La BBC a été récemment critiquée pour une affaire de journalisme embarqué. La chaîne a réalisé un reportage incognito en Corée du Nord, avec des journalistes infiltrés au milieu d’un groupe d’étudiants. Face aux reproches, le reportage a bien failli ne pas être diffusé. Explications.
Capture d’écran de la page Panorama de la http://www.bbc.co.uk qui donne accès au documentaire polémique
La London School of Economics (LSE), prestigieuse école spécialisée dans les sciences économiques et sociales est une institution britannique. Elle s’est opposée à une autre institution du Royaume-Uni : la BBC. Si les deux géants s’affrontent, c’est pour un reportage réalisé en caméra cachée par la chaîne. La LSE voulait lui faire déprogrammer cette vidéo, jugeant le reportage dangereux pour le groupe d’étudiants, pas au courant du reportage en cours, dans un pays où les journalistes sont censurés et emprisonnés. Ce programme et ce point de discorde entre deux institutions montrent combien le sujet du journalisme infiltré est épineux.
Classée 178è sur 179, la Corée du Nord n’est pas réellement un pays où il fait bon vivre pour les journalistes. L’arrivée de Kim Jong-un au pouvoir fin 2011 n’a pas arrangé le contrôle absolu des informations dans le pays. Les reporters locaux ayant décidé de traiter des informations dissidentes sont traqués, les étrangers, peu appréciés dans le pays le sont aussi. Afin de réaliser « North Korea Undercover », « Clandestinement en Corée du Nord » dans le programme de la chaîne, Panorama, le journaliste John Sweeney et ses assistants se sont joints à un groupe d’étudiants de la LSE en voyage dans le pays. Le journaliste se faisait passer pour un thésard en histoire, mais la chaîne avait tout de même averti les étudiants qu’un journaliste se trouvait avec eux, sans pour autant révéler qui il était. Là où le stratagème a dérangé, c’est que selon l’école, les élèves n’avaient pas idée que le reporter travaillait pour l’émission Panorama, un programme connu pour ses vidéos d’investigation. La chaîne se défend en reconnaissant que les élèves n’ont pas été informés du tournage de l’émission, justement pour ne pas les compromettre si les journalistes avaient été démasqués.

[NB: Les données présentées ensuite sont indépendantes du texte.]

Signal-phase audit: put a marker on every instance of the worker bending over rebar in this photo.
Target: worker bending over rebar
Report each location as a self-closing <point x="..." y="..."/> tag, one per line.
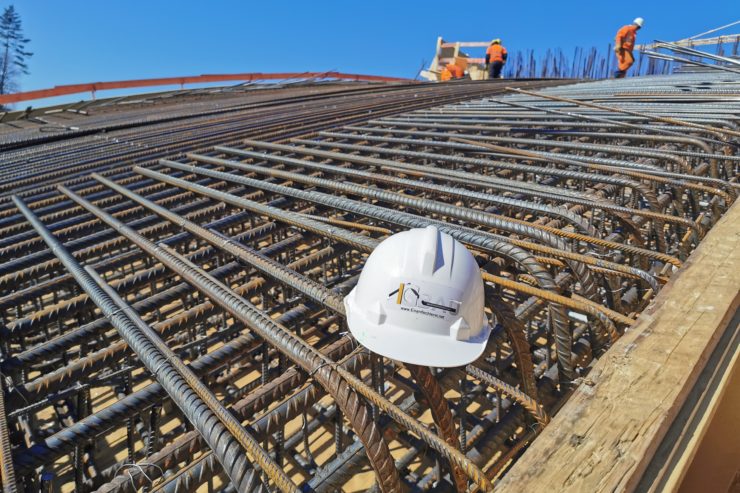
<point x="496" y="56"/>
<point x="624" y="43"/>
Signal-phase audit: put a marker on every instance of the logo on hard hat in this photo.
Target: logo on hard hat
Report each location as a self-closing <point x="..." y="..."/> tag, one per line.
<point x="410" y="296"/>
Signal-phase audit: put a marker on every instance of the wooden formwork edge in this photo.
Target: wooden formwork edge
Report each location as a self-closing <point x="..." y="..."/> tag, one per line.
<point x="605" y="436"/>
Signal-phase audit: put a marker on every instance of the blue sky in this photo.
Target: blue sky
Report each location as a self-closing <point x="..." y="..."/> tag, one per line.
<point x="78" y="41"/>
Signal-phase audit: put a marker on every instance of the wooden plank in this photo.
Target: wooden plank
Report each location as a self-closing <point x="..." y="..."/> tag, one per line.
<point x="605" y="435"/>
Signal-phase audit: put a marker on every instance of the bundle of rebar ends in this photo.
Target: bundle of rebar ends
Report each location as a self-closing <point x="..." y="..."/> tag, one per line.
<point x="171" y="291"/>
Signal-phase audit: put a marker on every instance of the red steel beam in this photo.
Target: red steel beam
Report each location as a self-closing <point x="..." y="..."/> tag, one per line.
<point x="192" y="79"/>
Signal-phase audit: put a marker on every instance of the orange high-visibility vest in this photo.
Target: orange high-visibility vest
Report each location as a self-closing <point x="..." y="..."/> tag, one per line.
<point x="456" y="71"/>
<point x="496" y="53"/>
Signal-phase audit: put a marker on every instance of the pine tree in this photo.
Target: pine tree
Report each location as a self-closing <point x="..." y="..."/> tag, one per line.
<point x="13" y="52"/>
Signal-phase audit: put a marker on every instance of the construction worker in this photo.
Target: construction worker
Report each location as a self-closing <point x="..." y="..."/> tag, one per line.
<point x="496" y="56"/>
<point x="420" y="300"/>
<point x="456" y="71"/>
<point x="624" y="43"/>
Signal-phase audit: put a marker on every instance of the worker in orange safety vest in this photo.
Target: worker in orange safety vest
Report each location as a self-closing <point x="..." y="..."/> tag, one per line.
<point x="496" y="56"/>
<point x="624" y="43"/>
<point x="455" y="70"/>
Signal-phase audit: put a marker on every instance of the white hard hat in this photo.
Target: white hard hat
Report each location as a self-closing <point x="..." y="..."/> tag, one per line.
<point x="420" y="300"/>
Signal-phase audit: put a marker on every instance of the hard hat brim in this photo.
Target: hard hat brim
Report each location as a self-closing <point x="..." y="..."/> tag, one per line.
<point x="413" y="347"/>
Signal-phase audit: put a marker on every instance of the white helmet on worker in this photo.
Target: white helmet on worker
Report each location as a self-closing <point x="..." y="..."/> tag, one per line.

La LSE accuse la BBC d’avoir utilisé les étudiants comme des « boucliers humains »
Chacun essaye de défendre son point de vue. La BBC veut valoriser son programme, la LSE, protéger ses étudiants. Dans un communiqué,, la London School of Economics accuse durement la chaîne.
La LSE pense que les étudiants n’ont pas reçu assez d’informations pour consentir, en toute connaissance de cause [à la présence de journalistes de la BBC]. Cependant, ils en savaient assez pour les mettre en danger si le subterfuge avait été découvert avant leur départ de Corée du Nord.
L’école, en désaccord avec les pratiques de la chaîne, va jusqu’à l’accuser d’avoir utilisé les étudiants comme des « boucliers humains« . Ils ont su, « de façon tardive » selon la LSE, qu’un reporter était parmi eux et qu’ils pouvaient se trouver en danger d’un moment à l’autre. Si les élèves n’ont pas eu toutes les cartes en mains, c’est que la chaîne voulait éviter de trop les mêler à leur reportage. Cependant, la BBC s’est servie du groupe pour infiltrer le pays avec des reporters se faisant passer pour de simples touristes, et c’est justement en ça que le cas dérange.
Alex Peters-Day, secrétaire générale de LSE Students’ Union.
Elle estime, au nom de ses camarades, que les étudiants n’ont pas eu le choix de consentir ou non à la présence d’un reporter de la BBC pendant leur voyage scolaire.
Cette polémique autour d’un programme phare de la BBC et opposant deux institutions britanniques soulève des questions déontologiques. Le journaliste peut-il tout faire pour récolter des informations ? Les reportages infiltrés ont-ils le droit de mettre en danger l’intégrité et la vie de personnes « collatérales » ? Ce sont les questions que l’on peut se poser à travers ce cas, et qui méritent débat. Le journalisme engagé comporte des risques et on peut se demander s’il autorise à des dérives comme celles énoncées par la LSE. Ces pratiques journalistiques, courantes pour infiltrer des royaumes aussi fermés que la Corée du Nord doivent être encadrées afin de ne menacer la vie de personne.